Os montantes obtidos serão depois usados para três fins. Metade servirá para pagar pagar os montantes disponibilizados para a recapitalização dos bancos. No programa de resgate, está previsto que possa ser adiantada uma verba entre 10 mil e 25 mil milhões de euros que terá como função recapitalizar a banca grega. A ideia de usar metade do fundo de privatizações para devolver esse dinheiro terá, garantiu o primeiro-minsitro Pedro Passos Coelho no final da cimeira, partido do Governo português.

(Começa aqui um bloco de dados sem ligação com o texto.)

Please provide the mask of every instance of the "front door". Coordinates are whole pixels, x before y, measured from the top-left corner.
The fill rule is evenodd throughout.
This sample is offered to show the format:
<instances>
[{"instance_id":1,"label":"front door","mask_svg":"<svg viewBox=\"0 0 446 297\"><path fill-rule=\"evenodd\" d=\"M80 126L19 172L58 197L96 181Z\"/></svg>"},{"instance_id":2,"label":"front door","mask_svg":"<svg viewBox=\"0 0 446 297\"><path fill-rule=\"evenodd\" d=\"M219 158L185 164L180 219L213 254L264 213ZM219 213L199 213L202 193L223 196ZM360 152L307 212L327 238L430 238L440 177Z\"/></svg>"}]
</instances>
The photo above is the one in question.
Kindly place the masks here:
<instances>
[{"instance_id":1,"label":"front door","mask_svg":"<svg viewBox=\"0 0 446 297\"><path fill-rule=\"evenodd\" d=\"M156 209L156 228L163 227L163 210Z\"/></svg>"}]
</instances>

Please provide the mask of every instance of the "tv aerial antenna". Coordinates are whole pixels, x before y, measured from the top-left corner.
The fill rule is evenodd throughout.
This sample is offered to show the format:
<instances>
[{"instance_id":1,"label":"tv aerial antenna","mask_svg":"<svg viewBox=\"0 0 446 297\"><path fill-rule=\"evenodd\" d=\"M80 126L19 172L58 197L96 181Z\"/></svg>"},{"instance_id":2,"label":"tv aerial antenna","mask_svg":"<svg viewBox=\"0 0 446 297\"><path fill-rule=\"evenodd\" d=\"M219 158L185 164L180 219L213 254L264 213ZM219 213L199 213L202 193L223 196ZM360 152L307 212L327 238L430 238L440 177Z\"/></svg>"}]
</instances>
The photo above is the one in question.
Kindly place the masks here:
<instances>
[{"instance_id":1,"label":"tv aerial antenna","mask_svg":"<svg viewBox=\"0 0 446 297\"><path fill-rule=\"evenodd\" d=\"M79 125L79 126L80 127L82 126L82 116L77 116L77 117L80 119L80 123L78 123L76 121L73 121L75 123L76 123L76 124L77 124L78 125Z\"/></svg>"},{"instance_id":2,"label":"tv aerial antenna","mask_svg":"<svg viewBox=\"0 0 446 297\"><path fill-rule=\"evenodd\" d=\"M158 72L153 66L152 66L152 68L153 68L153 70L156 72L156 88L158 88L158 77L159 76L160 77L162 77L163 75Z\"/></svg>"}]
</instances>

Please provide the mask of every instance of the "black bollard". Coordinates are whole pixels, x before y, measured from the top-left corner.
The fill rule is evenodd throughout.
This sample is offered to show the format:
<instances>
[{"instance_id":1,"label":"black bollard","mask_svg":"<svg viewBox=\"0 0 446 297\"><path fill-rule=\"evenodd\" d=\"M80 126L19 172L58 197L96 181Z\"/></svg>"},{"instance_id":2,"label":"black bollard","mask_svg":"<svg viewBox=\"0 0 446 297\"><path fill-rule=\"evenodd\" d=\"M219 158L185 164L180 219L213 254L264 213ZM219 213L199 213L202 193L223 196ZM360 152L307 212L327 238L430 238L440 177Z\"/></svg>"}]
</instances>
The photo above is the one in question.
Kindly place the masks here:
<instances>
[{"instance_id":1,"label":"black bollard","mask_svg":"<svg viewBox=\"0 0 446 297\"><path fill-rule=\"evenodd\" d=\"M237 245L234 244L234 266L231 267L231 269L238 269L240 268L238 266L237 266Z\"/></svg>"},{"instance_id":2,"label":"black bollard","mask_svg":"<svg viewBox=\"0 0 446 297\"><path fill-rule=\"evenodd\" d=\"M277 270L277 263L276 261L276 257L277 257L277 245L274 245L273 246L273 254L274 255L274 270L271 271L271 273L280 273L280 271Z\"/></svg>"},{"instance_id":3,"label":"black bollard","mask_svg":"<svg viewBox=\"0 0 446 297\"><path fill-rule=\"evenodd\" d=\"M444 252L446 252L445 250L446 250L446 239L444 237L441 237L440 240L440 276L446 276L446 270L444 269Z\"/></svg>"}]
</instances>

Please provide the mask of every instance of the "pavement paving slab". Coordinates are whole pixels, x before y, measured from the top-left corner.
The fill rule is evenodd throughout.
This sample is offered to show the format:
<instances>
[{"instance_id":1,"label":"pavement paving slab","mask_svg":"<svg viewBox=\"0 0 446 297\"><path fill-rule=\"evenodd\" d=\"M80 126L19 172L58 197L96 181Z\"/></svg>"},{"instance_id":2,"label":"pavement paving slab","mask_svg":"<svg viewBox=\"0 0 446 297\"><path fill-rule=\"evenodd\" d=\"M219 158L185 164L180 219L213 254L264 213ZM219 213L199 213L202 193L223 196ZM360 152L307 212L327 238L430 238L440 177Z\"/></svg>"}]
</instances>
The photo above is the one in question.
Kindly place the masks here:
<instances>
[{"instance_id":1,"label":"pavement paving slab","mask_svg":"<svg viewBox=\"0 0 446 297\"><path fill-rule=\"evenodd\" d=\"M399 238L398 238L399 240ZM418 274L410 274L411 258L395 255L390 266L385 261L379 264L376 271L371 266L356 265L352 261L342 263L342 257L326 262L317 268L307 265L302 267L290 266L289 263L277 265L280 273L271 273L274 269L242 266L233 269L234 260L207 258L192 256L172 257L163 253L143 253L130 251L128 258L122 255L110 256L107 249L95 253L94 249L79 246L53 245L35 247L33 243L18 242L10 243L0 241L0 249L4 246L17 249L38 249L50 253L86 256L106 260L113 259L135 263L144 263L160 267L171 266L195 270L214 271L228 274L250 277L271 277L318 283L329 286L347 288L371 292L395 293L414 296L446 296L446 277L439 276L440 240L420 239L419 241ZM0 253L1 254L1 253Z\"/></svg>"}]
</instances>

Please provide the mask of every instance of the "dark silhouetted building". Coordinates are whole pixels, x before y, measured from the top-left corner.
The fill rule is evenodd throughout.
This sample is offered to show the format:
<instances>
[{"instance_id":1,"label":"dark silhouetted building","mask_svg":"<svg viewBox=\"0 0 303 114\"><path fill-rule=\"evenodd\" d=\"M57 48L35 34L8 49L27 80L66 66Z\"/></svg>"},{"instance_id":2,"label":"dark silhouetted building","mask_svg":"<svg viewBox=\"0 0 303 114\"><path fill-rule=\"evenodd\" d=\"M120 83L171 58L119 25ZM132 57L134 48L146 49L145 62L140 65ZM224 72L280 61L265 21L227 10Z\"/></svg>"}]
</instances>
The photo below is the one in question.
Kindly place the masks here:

Os restantes 50% serão usados em partes iguais para amortizar dívida e para financiar investimento público.

Na proposta inicial alemã, o fundo ficaria sedeado no Luxemburgo, numa instituição criada em 2014 pelo Governo grego e alemão para estimular o investimento na Grécia. Nas negociações, este foi o último tema a ser acordado, com a delegação grega a conseguir que a sede do fundo ficasse dentro do país.

Ainda assim, para um Governo que tinha no seu programa uma travagem do programa de privatizações que estava a ser implementado, estes novos 50 mil milhões de activos a serem colocados em venda durante os próximos três anos também prometem criar atritos internos sérios.

As vitórias gregas
Com os seus bancos à beira da falência e perante o risco de o BCE cortar já esta segunda-feira os empréstimos de emergência que tem vindo a conceder, parece evidente que Alexis Tsipras cedeu em larga escala às exigências apresentada pelos seus parceiros europeus e, nomeadamente, pela Alemanha. São poucas as vitórias que poderá apresentar no seu regresso a Atenas, quando tiver de convencer os deputados a começar rapidamente a aprovar medidas no Parlamento.

Ainda assim, o primeiro-ministro grego tentou nas suas primeiras declarações após a cimeira dar destaque a dois pontos do acordo que não estavam presentes na proposta que foi levada a referendo: os parceiros da Grécia na zona euro fizeram um compromisso para o alívio de dívida pública grega e aceitaram avançar para um financiamento de curto prazo.

No caso da reestruturação de dívida, o compromisso existe, mas é feito com o máximo de prudência possível. Em primeiro lugar, esta será feita não por via de um perdão da dívida nominal, mas sim por um alargamento dos prazos de pagamento e do período de carência (o período em que a Grécia fica isenta de pagar juros).

O documento esclarece que uma efectiva decisão de reestruturação apenas será decidida e acontecerá depois de uma primeira avaliação positiva da troika à execução do terceiro programa da Grécia, ou seja, só lá mais para o final do ano.

No caso do financiamento que é imediatamente necessário para que o Estado grego não entre em incumprimento já no próximo dia 20 de Julho, o acordo reconhece a necessidade de, mesmo antes de assinado o novo programa, ser disponibilizado financiamento suficiente para pagar ao BCE 7000 milhões de euros a 20 de Julho e mais 5000 milhões  em meados de Agosto. Os valores exactos e o formato do empréstimo serão discutidos esta segunda-feira à tarde pelo Eurogrupo.

Para os gregos, no entanto, a consequência mais bem recebida da cimeira poderá ser o facto de o Banco Central Europeu poder, perante a obtenção de um acordo, voltar a aumentar o financiamento de emergência que concede aos bancos gregos, permitindo que, embora ainda com controlos de capital apertados, a normalidade comece a regressar ao sistema financeiro do país.